Sustainable fuel, according to Dr. Julius Ecuru of the International Centre of Insect Physiology and Ecology (ICIPE), is a fuel made from biologically based feedstock such as wood, crops like sorghum and sugar cane, or algae, as well as other agricultural waste.

 

'We can also utilise this feedstock to make gasoline with the same chemical composition and quality as fossil fuel used in jet engines or planes.' We call it sustainable aviation fuel when it's utilised in jet engines like this. Sustainable cooking fuels may be manufactured or mixed in specific ways for domestic use, but this has yet to gain pace,' he argues.

 

'In the meanwhile, homes and communities can be encouraged to plant fast-growing or mature trees, such as the Grevilia tree, which has numerous uses, for natural wood or wood fuel. Its regularly clipped branches can be utilised as firewood, for example. It also has excellent soil-conserving qualities.'

 

The UN's Food and Agriculture Organization (FAO) has discovered that, like the Vanga Forest, the Miombo Woodland, an African dryland forest ecosystem, is vulnerable to overharvesting and livelihood disruption.

 

In the south-central section of the continent, the forest spans an estimated 2.7 million square kilometers.
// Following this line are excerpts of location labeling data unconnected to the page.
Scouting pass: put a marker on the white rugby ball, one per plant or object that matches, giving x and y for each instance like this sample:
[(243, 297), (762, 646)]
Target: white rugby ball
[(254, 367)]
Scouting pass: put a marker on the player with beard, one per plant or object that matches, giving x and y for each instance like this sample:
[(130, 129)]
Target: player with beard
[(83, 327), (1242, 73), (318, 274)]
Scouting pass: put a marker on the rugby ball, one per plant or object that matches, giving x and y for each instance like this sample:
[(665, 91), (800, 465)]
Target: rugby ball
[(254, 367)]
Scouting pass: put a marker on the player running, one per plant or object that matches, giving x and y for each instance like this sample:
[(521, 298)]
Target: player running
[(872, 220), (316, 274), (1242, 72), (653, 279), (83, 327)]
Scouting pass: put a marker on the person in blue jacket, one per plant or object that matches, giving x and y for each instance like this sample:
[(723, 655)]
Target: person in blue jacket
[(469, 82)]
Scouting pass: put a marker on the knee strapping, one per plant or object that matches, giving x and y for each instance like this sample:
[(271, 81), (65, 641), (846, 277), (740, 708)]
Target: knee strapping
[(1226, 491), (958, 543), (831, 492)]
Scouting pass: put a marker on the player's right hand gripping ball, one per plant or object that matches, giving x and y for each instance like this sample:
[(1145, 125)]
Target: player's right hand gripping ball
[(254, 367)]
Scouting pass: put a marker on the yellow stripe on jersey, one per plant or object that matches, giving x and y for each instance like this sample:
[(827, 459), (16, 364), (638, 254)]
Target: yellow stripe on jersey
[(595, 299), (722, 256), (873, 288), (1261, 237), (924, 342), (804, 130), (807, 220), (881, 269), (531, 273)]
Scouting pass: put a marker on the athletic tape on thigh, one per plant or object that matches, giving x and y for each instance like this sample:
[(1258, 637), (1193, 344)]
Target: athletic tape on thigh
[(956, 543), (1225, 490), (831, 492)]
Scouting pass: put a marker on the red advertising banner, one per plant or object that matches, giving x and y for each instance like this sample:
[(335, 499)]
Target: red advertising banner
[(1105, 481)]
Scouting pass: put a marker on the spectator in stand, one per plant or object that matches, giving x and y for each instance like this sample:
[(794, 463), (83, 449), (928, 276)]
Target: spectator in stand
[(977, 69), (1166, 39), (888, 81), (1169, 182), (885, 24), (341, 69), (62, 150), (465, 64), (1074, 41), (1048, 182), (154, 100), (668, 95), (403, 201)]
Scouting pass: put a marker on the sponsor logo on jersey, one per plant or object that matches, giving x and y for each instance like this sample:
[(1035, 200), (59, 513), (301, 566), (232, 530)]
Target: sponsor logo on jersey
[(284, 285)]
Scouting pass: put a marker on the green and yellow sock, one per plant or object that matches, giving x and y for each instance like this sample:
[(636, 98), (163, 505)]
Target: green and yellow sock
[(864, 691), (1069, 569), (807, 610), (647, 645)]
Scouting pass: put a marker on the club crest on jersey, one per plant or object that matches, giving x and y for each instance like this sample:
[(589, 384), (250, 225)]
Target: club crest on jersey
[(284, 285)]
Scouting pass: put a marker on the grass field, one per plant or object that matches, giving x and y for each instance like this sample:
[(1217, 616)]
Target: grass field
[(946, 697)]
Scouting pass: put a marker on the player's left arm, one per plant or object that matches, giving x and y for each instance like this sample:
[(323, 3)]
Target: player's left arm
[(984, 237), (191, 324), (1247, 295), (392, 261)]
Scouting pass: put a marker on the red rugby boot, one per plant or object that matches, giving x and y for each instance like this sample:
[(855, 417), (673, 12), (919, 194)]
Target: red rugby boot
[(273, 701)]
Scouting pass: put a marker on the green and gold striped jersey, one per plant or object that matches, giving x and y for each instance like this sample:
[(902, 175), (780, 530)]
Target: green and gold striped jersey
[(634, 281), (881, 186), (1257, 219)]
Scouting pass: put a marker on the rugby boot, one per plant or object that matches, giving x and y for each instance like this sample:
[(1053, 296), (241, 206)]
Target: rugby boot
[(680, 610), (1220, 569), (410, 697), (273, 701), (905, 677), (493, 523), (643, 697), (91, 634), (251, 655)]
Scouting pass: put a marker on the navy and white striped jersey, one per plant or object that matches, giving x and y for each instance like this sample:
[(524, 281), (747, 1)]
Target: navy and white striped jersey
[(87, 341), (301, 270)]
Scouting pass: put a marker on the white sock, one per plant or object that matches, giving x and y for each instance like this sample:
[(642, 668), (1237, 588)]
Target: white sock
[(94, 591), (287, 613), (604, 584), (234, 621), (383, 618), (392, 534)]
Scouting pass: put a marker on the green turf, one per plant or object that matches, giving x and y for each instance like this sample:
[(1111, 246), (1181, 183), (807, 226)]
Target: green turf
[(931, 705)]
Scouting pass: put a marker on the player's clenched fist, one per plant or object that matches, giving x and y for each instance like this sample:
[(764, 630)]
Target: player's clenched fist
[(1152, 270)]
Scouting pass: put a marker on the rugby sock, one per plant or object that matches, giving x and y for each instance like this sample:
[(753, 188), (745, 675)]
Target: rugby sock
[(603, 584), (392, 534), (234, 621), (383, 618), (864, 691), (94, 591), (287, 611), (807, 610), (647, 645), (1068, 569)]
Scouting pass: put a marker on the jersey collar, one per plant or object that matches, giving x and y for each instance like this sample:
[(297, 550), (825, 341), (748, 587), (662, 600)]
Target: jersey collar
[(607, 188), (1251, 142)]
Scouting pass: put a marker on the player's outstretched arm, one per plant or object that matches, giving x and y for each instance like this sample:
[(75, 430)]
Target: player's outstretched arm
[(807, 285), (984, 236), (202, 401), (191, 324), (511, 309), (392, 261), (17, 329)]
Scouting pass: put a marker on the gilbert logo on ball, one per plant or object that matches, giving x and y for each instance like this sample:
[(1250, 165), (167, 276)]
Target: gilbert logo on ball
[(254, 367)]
It is Africa's largest tropical woods, spanning Angola, the Democratic Republic of the Congo, Malawi, Mozambique, Tanzania, Zambia, and Zimbabwe in a vast ecoregion belt.

 

According to the FAO, the superb ecoregion belt is a vital source of resilience for an estimated 100 million rural poor and 50 million urban residents.

 

Smallholder agriculture, livestock rearing, charcoal manufacture, and logging, according to experts like Mwangi, are all threats to the forests.

 

Cleaner options like solar and wind energy are not currently practical, according to the Agency, since most people and governments "cannot afford the price per kilowatt-hour or the enormous cost of the associated infrastructure."

 

Mwangi encourages people to collaborate with the government to safeguard and maintain forests, noting that the Vanga community, for example, is collaborating with Kenya Forest Services under the Forest Conservation and Management Act of 2016.

 

The Act encourages community engagement and attempts to prevent future deterioration and, as a result, livelihood devastation.